More detailed questions
Why is it necessary to require that just one word 'Protest' is the only word that may be used?
Effective receipt or Understanding of a communication is difficult to prove, and all too easy for a protestee to deny. Hail of 'protest' and red flag are actions not reliant on any 'receipt' or 'understanding' by the protestee, which under the rules are together taken to be sufficient communication of the intention to protest, without further investigation.
Hail of the specified word 'protest' increases the likelihood that the intention signified will be unambiguously understood.
Because, given that there is always an option for a boat not to protest, there needs to be a conventional, unambiguous signification of the intention to protest.
Why is it necessary for there to be a flag as well as a hail?
The requirement for the hail of 'Protest' to be accompanied by the conspicuous display of a red flag to confirm it, significantly increases the likelihood that the intention so signified will be noticed and understood by the protestee.

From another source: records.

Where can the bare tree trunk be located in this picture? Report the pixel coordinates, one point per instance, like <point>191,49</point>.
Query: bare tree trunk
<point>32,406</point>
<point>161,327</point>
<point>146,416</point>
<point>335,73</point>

Why is so much emphasis given to the promptness or immediacy of both hail and flag?
The importance of a boat signifying her intention to protest has changed over time. Now that the taking of on-water penalties is the normal, expected consequence of breaking a rule on the water, it is critically important that a protestee knows what she is being protested for, so that she can decide whether or not she wishes to take a penalty for the incident. If she knows exactly when she did whatever it is that is alleged to have broken a rule, she has a good chance of inferring what or how she may have broken a rule, and thus make a reasonable decision about whether or not to take an on-water penalty.
For this reason, an unambiguous hail and flag signal, at the first reasonable opportunity will significantly assist the protestee in identifying the incident being protested, as 'what she was doing immediately prior to the hail and flag'.
This is all the more relevant when there may be two or more possible incidents, say in a crowded start or a mark-rounding, which she may need to consider. Prompt hail and flag will assist in identifying the relevant incident.
Why is it necessary to keep the protest flag displayed continuously from the time of the incident until the boat is no longer racing?
The functions of flying the protest flag will be discharged if the protesting boat displays the flag to the protestee and the protestee sees it, about the time of the incident, and the race committee sees it as she finishes. The only useful purpose 'keeping the flag flying between the time of the incident and finishing is to avoid confusion, and to increase the probability that the protestee will see it if she did not see it at the time of the incident.
One needs to bear in mind that these rules cannot be expected to produce an iron-clad guaranteed result. The best they can do is to maximise the likelihood that the desired outcome will be achieved.
There is a history and a legacy in the wording of any particular rule. Rules were not necessarily designed rationally and instrumentally for the present purpose in the first place, and have been incrementally amended (read 'tinkered with by well-meaning, but not necessarily skilled drafters') over the years. The basic flag and hail requirements as they stand, have been in the rules since the Vanderbilt rules of 1935, at least.